I do not know if Bobbielou told you but she has gotten a copy of the 'Dancing Corn Dogs' book. I know I have mentioned to you that the book seems to be an instruction manual for how I work. I had asked my Dad to read it; he has a copy but as yet has not read any of it.
I would suggest you read it not so much for my benefit, but perhaps it might help with some of the school issues with your son. You had recently said he was bringing home B's instead of A's and you felt he could do better. I always heard that when I was growing up but it never involved any direct actions on the part of others to figure out what the stumbling blocks were. We do not all learn in the same way and some of us smarter types can be really stymied by the traditional educational system.
Back to Dr. Joy. It continues to amaze me how there is not always a direct match with the actual age of a person, and the emotional age. I have listened to nineteen year old women call in with kids) and a husband sounding like a thirty year old in terms of her 'understanding' of her 'problem' and 30 and 40 year olds, both men and women sounding like teenagers in terms of their expectation of what is possible in the relationship.
I know that I still have child-like reactions to some emotional situations. I have to laugh at myself at how 'happy' I was when after asking my Dad on the phone the other night if he was mad at me for something I wrote, and he said no, they were just so busy. I was happy.

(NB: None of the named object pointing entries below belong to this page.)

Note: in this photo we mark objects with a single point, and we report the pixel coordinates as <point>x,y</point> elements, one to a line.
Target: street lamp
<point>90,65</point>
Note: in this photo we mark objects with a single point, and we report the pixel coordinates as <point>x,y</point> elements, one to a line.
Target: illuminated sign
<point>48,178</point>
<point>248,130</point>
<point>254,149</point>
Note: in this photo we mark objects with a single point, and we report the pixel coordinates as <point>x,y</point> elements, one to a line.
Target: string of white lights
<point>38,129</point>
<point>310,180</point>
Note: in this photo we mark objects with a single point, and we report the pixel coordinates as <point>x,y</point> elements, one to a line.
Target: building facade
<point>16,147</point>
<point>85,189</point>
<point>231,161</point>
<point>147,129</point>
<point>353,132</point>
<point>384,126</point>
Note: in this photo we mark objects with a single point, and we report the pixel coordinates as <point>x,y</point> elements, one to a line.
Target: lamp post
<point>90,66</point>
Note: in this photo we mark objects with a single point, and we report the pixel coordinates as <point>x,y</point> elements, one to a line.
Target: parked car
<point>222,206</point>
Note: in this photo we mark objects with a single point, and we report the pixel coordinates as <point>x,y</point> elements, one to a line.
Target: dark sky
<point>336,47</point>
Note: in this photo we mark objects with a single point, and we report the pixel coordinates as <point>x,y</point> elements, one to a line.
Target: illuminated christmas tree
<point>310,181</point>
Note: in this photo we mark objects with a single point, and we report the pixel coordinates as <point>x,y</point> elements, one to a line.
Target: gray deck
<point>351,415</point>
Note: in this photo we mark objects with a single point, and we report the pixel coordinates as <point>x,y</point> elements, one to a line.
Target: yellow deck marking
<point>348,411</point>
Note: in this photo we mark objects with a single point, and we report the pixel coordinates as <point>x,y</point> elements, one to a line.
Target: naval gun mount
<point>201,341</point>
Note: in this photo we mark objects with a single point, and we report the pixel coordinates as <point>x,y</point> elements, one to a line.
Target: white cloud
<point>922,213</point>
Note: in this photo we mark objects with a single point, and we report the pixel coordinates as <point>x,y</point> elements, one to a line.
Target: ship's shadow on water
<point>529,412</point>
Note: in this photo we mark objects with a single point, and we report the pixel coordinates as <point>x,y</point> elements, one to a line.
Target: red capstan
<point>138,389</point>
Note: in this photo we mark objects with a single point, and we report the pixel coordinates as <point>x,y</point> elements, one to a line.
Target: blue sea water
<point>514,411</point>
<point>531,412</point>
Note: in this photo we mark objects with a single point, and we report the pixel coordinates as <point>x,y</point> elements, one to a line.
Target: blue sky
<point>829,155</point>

And as I write this I am laughing inside at the picture of a forty-nine year old standing at the payphone and suddenly shrinking down to an eight year old. Now I know I am almost fifty, and I also know what my vulnerable areas are.
In the past at Club Fed this would be the areas I would review on a regular basis with Dr. W. I fully intend to engage in some sort of professional counselor once I am released so I have a ready resource for when I hit a bumpy spot.
It is too easy to assume that we are not able to effect a change in the way a particular person treats/reacts to us. There are certainly ways we can protect ourselves from some people. I am constantly toying with which people I can 'open' up with and who will put up with some of what to others might be silly or small problems but to me are large issues.
Dr. Joy is a firm proponent of marriage and comes down hard on both men and women that call about how they have found the most wonderful new partner and one or both of the current pairing is married. Separated is still married in her eyes. If you want to continue the relationship than you must not talk to the married person until he or she has been officially divorced for one full year.
I think the biggest gift you can give your kids is a strong sense of self, and the ability to seek answers to questions on why life seems to be throwing them curve balls that are difficult to deal with.
It is time to wrap this up and start proofing. I will continue along more road of my journey in following letters.